Youth Build participants working on the new sheep shelter at Harmony Farm. photo by Kathryn Godsiff
Youth Build participants working on the new sheep shelter at Harmony Farm. photo by Kathryn Godsiff

A group of hard-working youth put their labors to use to make a difference in their community on Make a Difference Day in Sisters last Friday. Volunteers and participants from Heart of Oregon Corps/Youth Build, Kiwanis, Rotary and the community descended on Harmony Farm Sanctuary and the Seed to Table garden to tackle a host of projects.

Make a Difference Day is a national event, officially taking place on the fourth Saturday of October, involving millions of volunteers and thousands of projects. It is an initiative of USA Today, backed by Points of Light and Newman's Own.

This year in Sisters, Heart or Oregon Corps staff decided to make a difference at two organizations they had volunteered at previously, and they wanted to include the community in their efforts. The action happened on a weekday because that was when the energetic and skilled youth were available. Youth Build is one of five programs providing vocational training that Heart of Oregon Corps offers to youth ages 16-24. Community service is one of the requirements of the program.
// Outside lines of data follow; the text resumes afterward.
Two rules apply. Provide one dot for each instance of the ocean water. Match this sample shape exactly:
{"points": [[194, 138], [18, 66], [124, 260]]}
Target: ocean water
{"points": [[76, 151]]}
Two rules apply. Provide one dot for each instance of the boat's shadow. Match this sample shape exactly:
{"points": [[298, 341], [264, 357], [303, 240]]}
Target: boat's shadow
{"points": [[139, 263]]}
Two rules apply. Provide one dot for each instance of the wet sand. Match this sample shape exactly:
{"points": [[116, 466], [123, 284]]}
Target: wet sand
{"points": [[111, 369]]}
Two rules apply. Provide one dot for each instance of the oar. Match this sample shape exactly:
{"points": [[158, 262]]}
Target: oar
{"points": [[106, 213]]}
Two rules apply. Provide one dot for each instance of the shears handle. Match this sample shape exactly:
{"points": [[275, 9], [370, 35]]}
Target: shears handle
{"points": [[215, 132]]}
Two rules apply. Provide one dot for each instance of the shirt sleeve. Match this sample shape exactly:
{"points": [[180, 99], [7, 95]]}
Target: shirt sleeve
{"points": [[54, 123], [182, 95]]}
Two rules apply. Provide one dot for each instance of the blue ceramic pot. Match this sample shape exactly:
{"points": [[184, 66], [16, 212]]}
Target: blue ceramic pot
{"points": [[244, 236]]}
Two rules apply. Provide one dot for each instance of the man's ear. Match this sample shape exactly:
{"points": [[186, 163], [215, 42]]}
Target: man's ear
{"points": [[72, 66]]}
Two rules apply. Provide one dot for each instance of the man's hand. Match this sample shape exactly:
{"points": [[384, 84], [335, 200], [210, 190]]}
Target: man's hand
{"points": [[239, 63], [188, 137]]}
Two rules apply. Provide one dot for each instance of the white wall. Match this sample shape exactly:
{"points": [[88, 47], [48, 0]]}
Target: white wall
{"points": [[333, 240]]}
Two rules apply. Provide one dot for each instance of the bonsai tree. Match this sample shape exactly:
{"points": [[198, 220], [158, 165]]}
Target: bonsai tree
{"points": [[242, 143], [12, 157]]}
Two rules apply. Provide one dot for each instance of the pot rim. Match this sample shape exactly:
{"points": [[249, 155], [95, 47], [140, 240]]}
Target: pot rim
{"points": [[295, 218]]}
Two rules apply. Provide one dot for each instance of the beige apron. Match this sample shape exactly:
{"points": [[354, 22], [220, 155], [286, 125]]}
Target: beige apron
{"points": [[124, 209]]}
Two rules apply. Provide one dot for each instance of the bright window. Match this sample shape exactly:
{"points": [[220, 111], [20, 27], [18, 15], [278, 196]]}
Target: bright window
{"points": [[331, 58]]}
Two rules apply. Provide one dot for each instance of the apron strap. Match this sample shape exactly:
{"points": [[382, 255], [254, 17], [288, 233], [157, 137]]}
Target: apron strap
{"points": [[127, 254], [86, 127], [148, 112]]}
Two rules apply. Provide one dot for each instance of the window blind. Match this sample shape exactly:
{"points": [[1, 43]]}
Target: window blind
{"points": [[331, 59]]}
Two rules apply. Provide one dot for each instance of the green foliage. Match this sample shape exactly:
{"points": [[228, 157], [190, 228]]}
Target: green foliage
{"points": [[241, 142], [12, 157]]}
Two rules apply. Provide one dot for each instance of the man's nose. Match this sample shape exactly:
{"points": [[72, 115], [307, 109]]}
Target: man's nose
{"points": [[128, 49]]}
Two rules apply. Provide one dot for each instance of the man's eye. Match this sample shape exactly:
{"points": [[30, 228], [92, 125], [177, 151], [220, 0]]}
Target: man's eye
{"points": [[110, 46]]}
On Friday the young people and community volunteers at Harmony Farm were working on building a shelter for some newly acquired sheep and had been toiling at digging in a fenceline for the rabbit pen when they ran into a layer of rock. The nearby horses, goats and pigs provided a welcome diversion from their labors. The animals are rescues and assist therapist and farm owner Robine Bots in her psychotherapy practice.

Jen Binks, staff member of Heart of Oregon Corps and volunteer at Harmony Farm said, "This is our third work party here, and everyone was all smiles. It's because of the animals."
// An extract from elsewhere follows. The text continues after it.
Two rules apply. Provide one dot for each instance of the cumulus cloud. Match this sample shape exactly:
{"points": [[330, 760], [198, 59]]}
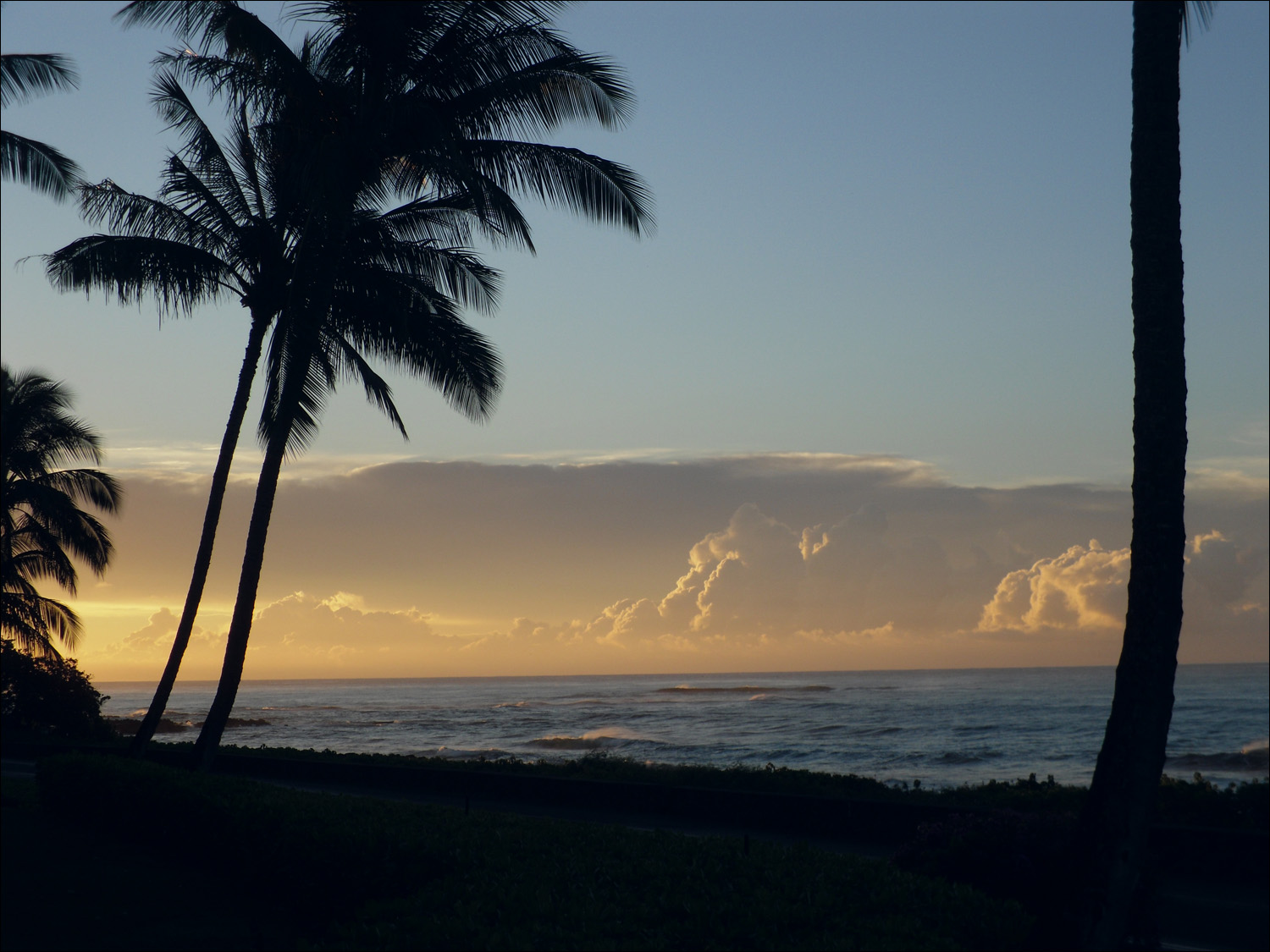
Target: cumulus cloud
{"points": [[1086, 589], [792, 561], [157, 634], [1082, 588]]}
Sky Nelson is a Youth Build participant from Redmond who loves coming to Harmony Farm.

"This is my favorite service project of the year. It's one of the best places we've been," Nelson said.

Indeed, the animals certainly appeared happy to be hosting a busy group of hammer- and shovel-wielding volunteers. A small paint pony named Cowboy sighed in contentment as Youth Build participant Clinton Seidel stroked his face. At lunchtime, a couple of pot-bellied pigs sidled hopefully alongside the table, aiming for a scratch or scrap of pizza.

Harmony Farm owner Bots was pleased to see the interactions between the volunteers and with the animals.

"This is like a dream come true. It's the kind of community I've wanted to build," she said. The actual building happening through the day was a happy bonus.

Meanwhile, over at Seed to Table, a greenhouse took shape and the garden beds were tucked in for the winter. The greenhouse was made possible by a grant from the Meyer Memorial Trust. Once again, work done by Youth Build was appreciated by the organization they served.

Audrey Tehan is the director of Seed to Table. She said, "This is one of our favorite groups to have here. They are making a huge difference in the community."

Seed to Table has partnered with Youth Build previously, providing science education and donating some fresh vegetables in the process.

The Make a Difference Day participants went home knowing they had accomplished their purposes, plus they scored great lunches and fine fellowship throughout the day.